Des experts remettent en cause l'efficacité du Tamiflu

Un comité d'experts est arrivé à la conclusion que le médicament contre la grippe, le Tamiflu a, dans le meilleur des cas, un effet modeste. L'entreprise pharmaceutique Roche avait refusé pendant une année de rendre public les données de test du Tamiflu.

Le Tamiflu ne raccourcirait les symptômes de la grippe chez l'adulte que de seize heures, ont écrit les scientifiques dans le magazine médical britanique "British Medical Journal" (BMJ), et rapporté par les quotidiens "Tages-Anzeiger" et "Neue Zürcher Zeitung". Les résultats autoriseraient de remettre en question l'achat et le stockage du médicament par des gouvernements.

Le Conseil fédéral avait ainsi stocké du Tamiflu lors du déclenchement de l'épidémie de grippe porcine en 2009.

Roche a riposté et contesté les résultats de l'étude dans une prise de position publiée dans le BMJ. Selon elle, les principes actifs du Tamiflu sont "une option de traitement essentielle pour les patients grippés". L'entreprise remet notamment en cause la méthodologie des chercheurs.

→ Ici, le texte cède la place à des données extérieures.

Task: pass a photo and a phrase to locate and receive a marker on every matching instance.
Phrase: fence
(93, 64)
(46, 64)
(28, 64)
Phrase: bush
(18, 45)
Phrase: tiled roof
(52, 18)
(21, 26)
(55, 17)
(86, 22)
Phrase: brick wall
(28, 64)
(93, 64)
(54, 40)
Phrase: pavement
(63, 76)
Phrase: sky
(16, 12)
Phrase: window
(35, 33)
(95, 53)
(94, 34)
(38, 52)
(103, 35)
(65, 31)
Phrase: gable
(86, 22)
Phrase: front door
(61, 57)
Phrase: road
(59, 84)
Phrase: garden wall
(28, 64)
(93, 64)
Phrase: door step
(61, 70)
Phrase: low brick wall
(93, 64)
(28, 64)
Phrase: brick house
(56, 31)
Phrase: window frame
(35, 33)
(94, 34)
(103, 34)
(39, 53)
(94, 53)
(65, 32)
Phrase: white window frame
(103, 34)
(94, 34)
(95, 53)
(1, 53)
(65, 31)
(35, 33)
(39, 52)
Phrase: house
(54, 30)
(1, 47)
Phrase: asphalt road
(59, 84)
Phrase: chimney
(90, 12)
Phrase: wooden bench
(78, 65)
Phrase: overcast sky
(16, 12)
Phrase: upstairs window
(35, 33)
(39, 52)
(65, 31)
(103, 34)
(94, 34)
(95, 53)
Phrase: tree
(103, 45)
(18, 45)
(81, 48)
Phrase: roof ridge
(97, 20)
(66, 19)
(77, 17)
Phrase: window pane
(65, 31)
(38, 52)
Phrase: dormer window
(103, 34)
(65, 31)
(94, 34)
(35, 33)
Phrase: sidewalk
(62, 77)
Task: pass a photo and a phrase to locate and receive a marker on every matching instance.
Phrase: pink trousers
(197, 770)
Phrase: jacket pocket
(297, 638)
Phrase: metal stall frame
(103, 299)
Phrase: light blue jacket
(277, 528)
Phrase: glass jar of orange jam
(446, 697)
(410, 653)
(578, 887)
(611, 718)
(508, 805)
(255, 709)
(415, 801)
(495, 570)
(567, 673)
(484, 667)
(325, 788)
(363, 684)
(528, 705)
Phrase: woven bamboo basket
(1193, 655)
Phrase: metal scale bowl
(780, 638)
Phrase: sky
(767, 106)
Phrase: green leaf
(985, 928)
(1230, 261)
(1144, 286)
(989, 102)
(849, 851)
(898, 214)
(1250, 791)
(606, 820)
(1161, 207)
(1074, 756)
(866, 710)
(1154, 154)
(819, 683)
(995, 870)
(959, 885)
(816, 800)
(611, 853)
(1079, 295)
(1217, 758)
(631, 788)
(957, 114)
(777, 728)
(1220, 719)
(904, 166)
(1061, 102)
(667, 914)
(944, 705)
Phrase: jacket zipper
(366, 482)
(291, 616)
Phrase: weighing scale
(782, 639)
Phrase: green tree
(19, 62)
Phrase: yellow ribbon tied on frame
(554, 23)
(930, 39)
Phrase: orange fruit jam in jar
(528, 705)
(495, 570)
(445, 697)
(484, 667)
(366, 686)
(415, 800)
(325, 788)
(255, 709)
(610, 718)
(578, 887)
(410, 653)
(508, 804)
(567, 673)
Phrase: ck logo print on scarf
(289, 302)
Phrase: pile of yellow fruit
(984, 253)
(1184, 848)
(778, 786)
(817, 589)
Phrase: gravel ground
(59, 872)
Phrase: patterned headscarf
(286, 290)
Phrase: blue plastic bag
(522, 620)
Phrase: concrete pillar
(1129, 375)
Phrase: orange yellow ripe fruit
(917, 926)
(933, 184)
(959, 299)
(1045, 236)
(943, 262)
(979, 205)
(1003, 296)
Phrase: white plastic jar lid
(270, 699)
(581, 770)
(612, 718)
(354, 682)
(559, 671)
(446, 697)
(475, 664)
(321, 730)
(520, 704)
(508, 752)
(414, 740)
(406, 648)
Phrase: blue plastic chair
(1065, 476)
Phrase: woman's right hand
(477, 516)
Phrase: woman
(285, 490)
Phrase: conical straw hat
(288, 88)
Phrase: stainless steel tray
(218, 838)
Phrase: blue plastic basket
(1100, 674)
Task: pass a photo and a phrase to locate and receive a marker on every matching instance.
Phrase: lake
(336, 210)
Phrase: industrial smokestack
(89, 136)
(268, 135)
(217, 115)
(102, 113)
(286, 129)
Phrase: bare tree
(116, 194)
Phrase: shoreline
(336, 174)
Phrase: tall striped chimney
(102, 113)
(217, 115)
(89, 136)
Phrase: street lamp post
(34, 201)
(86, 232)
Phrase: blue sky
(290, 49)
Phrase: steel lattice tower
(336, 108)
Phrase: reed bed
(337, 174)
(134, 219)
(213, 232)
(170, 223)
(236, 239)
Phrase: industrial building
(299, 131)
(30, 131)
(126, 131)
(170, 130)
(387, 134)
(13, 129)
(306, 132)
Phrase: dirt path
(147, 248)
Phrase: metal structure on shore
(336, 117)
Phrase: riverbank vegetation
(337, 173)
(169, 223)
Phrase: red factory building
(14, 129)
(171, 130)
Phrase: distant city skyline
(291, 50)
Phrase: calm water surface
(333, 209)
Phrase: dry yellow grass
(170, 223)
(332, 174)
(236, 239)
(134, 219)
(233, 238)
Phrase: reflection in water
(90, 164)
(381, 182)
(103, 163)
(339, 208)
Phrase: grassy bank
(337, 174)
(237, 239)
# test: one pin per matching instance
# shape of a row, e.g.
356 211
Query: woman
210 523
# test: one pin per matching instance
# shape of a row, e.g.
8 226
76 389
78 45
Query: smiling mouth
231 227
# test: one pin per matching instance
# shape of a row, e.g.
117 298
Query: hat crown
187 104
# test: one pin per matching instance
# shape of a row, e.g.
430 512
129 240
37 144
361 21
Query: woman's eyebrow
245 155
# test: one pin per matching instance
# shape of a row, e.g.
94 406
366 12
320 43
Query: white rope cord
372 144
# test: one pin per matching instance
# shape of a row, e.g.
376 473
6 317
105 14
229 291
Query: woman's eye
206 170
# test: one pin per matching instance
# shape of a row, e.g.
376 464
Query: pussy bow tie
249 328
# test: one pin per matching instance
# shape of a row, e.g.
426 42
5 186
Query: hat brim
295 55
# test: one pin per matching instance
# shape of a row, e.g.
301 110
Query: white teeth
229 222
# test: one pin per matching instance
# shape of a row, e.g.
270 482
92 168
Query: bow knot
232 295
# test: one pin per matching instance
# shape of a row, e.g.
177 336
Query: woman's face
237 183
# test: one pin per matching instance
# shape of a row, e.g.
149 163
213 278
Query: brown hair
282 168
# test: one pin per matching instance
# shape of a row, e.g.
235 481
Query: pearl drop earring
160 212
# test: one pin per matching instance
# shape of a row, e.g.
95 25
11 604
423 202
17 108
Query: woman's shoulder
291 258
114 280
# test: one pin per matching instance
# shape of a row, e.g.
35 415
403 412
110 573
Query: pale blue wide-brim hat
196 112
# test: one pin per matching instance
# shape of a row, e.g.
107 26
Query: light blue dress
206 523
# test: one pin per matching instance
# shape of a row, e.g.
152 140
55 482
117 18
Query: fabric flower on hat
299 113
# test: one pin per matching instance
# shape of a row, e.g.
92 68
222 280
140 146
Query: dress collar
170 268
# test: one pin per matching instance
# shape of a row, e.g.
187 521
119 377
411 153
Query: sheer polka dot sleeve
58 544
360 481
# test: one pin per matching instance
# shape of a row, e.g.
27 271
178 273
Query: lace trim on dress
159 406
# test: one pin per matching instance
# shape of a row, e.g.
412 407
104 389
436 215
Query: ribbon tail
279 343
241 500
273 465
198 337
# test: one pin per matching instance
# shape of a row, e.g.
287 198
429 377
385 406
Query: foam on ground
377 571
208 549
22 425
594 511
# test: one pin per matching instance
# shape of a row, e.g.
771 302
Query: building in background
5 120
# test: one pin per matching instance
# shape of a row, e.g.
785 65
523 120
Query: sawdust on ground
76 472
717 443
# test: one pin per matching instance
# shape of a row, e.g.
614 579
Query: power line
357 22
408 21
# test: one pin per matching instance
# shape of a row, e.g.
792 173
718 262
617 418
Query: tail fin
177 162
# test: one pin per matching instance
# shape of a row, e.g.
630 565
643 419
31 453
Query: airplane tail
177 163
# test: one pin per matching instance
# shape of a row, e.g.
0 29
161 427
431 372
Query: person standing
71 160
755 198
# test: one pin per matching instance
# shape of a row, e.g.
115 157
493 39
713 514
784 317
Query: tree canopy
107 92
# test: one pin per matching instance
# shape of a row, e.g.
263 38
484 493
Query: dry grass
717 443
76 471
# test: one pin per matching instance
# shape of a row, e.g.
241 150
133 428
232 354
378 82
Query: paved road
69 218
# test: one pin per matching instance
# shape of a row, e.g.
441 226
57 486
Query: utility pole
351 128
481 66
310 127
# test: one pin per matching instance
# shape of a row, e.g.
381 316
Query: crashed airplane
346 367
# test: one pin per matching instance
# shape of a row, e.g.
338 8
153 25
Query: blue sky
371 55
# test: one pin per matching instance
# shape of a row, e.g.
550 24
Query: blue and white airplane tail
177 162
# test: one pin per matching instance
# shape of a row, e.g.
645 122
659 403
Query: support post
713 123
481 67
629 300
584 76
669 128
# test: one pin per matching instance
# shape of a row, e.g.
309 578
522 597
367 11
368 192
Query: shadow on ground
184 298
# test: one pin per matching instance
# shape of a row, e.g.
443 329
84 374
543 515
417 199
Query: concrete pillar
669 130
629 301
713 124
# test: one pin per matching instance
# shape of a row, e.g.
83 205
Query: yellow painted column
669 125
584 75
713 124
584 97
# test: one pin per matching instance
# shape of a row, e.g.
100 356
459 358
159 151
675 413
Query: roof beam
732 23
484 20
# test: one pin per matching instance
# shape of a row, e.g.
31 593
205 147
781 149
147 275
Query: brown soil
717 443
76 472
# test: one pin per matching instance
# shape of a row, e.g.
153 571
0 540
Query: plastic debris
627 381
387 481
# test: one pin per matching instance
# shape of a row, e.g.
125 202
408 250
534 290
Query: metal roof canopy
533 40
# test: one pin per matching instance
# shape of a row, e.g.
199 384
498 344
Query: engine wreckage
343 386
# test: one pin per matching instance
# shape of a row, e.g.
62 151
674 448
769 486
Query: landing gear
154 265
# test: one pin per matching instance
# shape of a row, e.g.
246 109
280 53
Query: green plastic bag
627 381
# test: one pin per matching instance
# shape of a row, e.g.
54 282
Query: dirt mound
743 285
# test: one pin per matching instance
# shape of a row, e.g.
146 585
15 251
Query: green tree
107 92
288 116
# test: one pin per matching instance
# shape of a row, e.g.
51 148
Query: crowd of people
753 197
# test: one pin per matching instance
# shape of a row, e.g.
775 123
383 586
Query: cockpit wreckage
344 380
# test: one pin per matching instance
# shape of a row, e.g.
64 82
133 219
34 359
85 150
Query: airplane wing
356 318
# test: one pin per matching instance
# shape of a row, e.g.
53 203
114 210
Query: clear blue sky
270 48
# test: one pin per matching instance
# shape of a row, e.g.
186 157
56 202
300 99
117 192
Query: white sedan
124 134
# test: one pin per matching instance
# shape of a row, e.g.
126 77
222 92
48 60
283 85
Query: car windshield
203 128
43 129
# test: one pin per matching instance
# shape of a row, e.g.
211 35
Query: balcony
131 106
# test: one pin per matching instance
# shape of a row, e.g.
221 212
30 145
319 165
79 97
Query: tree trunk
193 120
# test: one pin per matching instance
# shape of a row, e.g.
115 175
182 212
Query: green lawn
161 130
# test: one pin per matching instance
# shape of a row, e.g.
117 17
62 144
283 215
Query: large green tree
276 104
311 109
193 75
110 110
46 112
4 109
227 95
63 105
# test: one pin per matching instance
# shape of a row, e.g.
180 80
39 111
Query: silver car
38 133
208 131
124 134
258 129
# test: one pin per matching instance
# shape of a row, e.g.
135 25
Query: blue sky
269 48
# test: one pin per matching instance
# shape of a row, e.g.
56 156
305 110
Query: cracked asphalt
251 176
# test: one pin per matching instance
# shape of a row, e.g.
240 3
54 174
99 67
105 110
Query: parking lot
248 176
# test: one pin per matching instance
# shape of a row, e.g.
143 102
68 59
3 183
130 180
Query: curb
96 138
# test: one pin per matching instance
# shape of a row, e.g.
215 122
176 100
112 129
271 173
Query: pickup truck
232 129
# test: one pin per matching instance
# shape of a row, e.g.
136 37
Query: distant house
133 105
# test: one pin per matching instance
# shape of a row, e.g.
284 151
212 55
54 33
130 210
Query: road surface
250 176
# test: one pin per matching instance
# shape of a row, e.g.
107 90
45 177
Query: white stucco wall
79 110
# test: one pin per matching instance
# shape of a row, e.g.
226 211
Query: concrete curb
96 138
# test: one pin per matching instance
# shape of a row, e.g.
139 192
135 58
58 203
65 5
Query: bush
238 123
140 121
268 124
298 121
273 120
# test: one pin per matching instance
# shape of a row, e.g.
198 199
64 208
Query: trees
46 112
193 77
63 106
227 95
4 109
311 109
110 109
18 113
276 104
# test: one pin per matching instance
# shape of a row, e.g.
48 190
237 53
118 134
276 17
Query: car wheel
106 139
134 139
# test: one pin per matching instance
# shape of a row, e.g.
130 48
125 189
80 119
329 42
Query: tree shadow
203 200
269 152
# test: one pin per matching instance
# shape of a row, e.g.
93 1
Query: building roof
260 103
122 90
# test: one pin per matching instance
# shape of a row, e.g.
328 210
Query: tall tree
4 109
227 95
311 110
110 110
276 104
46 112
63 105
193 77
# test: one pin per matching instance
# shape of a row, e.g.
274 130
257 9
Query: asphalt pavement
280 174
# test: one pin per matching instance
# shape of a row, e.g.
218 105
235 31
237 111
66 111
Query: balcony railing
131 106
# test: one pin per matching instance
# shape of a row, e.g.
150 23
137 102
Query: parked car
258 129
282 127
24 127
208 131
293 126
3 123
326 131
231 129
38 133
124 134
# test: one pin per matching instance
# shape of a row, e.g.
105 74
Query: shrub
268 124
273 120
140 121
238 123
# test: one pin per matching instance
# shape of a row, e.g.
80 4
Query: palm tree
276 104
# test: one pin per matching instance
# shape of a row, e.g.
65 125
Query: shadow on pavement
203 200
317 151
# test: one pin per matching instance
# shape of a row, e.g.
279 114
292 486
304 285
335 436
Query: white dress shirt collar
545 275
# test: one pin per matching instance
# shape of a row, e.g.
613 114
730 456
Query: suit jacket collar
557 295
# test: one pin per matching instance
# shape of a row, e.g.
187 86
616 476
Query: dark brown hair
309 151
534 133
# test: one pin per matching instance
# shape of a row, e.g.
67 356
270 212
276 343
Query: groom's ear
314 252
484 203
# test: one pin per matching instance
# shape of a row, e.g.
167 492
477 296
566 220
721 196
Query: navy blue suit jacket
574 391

Lutte pour les données de test

Un réseau mondial de scientifiques est derrière le rapport. La "Cochrane Collaboration" est un comité d'experts indépendants, qui mesure l'efficacité des thérapies médicamenteuses en effectuant des études systématiques.

Le comité a dû lutter pour obtenir la publication des données de test du Tamiflu et du Relenza, un autre médicament contre la grippe de l'entreprise GlaxoSmithKline. Ce n'est qu'en septembre que Roche a mis à disposition les tests les plus récents sur le médicament. Les scientifiques ont alors mené 20 études sur le Tamiflu et 26 sur le Relenza avec la participation de 24'000 cobayes au total.

Effets secondaires

Les résultats montrent que les symptômes de la grippe ne durent que 6,3 jours au lieu de 7 chez les adultes lors d'un traitement au Tamiflu. Chez les enfants, la réduction des symptômes est d'un jour. Les chercheurs n'ont en outre trouvé aucune indication que le médicament réduirait le nombre d'hospitalisations ou de complications graves comme les pneumonies.

Ils ont par contre constaté une augmentation claire d'effets secondaires comme la nausée et les vomissements, ainsi qu'un risque plus élevé de problèmes psychiques, rénaux ou de maux de tête.